Note that the value of s is an expression that can be evaluated many times with different input values, and as part of different computations. It essentially holds a directed acyclic graph with nodes being the variables and operations/intermediate results, and vertices connecting the arguments to the operations. This graph is then optimized and executed, typically on a GPU - when the data are not scalar values but large vectors, matrices or more generally tensors, the computation can be parallelized yielding 10-20x improvement in compute time versus a CPU.

For a simple computation you write the math expressions directly in Python as above. The practical problem with that is that very soon you find yourself writing similar expressions with minor differences over and over. The code quickly becomes unwieldy - it is as if you are trying to program without functions or objects! There is lots of Theano code like this on GitHub.

An example of repeated code is the code you use to optimize a cost function with gradient descent. You have to specify how to update parameters on every iteration - here is an example with 2 parameters:

lr = 0.1 # learning rate; how much to move the parameters in the direction of the gradient

# theano will warn you that the order of updates is undefined since we use a dict, but the order doesn't matter
updates = { 
    W: W-lr*T.grad(cost, W),
    b: b-lr*T.grad(cost, b)
}
train_model = theano.function([x, y], outputs=cost, updates=updates) 

Note that the learning rate lr is a Python variable, not a Theano symbolic variable, so it's a constant at the Theano graph compile time (the last line is when compilation happens).

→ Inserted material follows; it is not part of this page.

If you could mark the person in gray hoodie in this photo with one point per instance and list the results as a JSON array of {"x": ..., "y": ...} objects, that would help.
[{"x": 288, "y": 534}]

This seems simple enough, but you may have many parameters, and add / remove them many times experimenting, so how could you remove the repetition? How about writing a function that produces all the necessary updates for a list of your model's parameters, used like this:

train_model = theano.function([x, y], outputs=cost, updates=sgd(0.1, cost, W, b))

Here is an implementation with a dict comprehension:

def sgd(lr, cost, *vs):
    return {v: v-lr*T.grad(cost, v) for v in vs}

Another example is regularization - L2 regularization takes the weight matrices that parametrize your model, and includes the sum of squared values of the weights in the cost function, like this:

# logistic regression has only one matrix W, but a 2-layer network would have 2 weight matrices W0 and W1
cost = loss + 0.01*((W0**2).sum() +(W1**2).sum())

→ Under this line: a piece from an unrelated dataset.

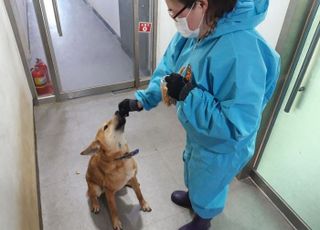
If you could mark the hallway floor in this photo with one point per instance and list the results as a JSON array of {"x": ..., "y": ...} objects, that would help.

We could generate that term:

def L2(l, *vs):
    return l*T.add(*((v**2).sum() for v in vs))

cost = loss + L2(0.01, W0, W1) 

If you went through Theano's deep learning tutorials, you have probably realized that the classes implementing logistic regression, hidden layers, etc. have methods doing exactly that - they generate pieces of the computational graph that are composed together to produce the complete model.

Since Theano's computational graph contains all the information about its inputs (it's a data structure similar to a compiler's internal representation of a program, but a structure we can traverse), we could find out our parameters dynamically from the cost expression itself, without specifying it explicitly. Here is a function that finds out the variables of specific type (usually theano.tensor.SharedVariable, which is the type of vars Theano keeps state in) that your expression depends on:

def find_vars(exp, var_type=T.sharedvar.SharedVariable):
    assert hasattr(exp, 'owner'), "exp must be a Theano expression"
    if exp.owner:
        return list(set(v for inp in exp.owner.inputs for v in find_vars(inp, var_type)))
    else:
        return [exp] if isinstance(exp, var_type) else []

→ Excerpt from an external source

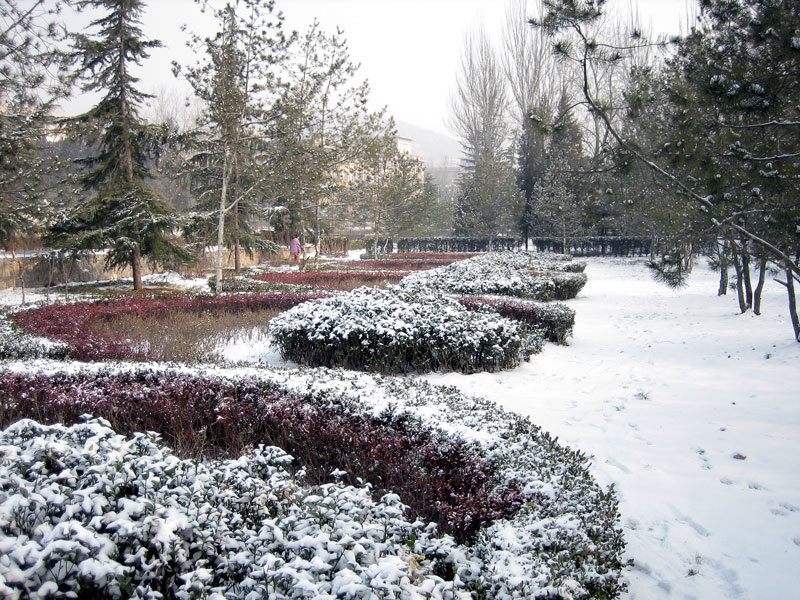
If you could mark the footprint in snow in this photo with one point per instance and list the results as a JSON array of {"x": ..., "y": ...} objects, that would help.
[{"x": 687, "y": 520}]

find_vars(g, T.TensorVariable) # [<TensorType(int32, scalar)>, <TensorType(int32, scalar)>] x and y

This means we could minimize a cost function using gradient descent like this:

def minimize_cost(inputs, cost, lr): # simplified, should accept all params of theano.function(...)
    return theano.function(inputs, cost, updates=sgd(lr, cost, *find_vars(cost)))

Adding regularization is left as an exercise for the reader (hint: usually only the weight matrices are included in the regularization term, not the bias vectors).

Thanks to Stefan Petrov for suggestions and corrections.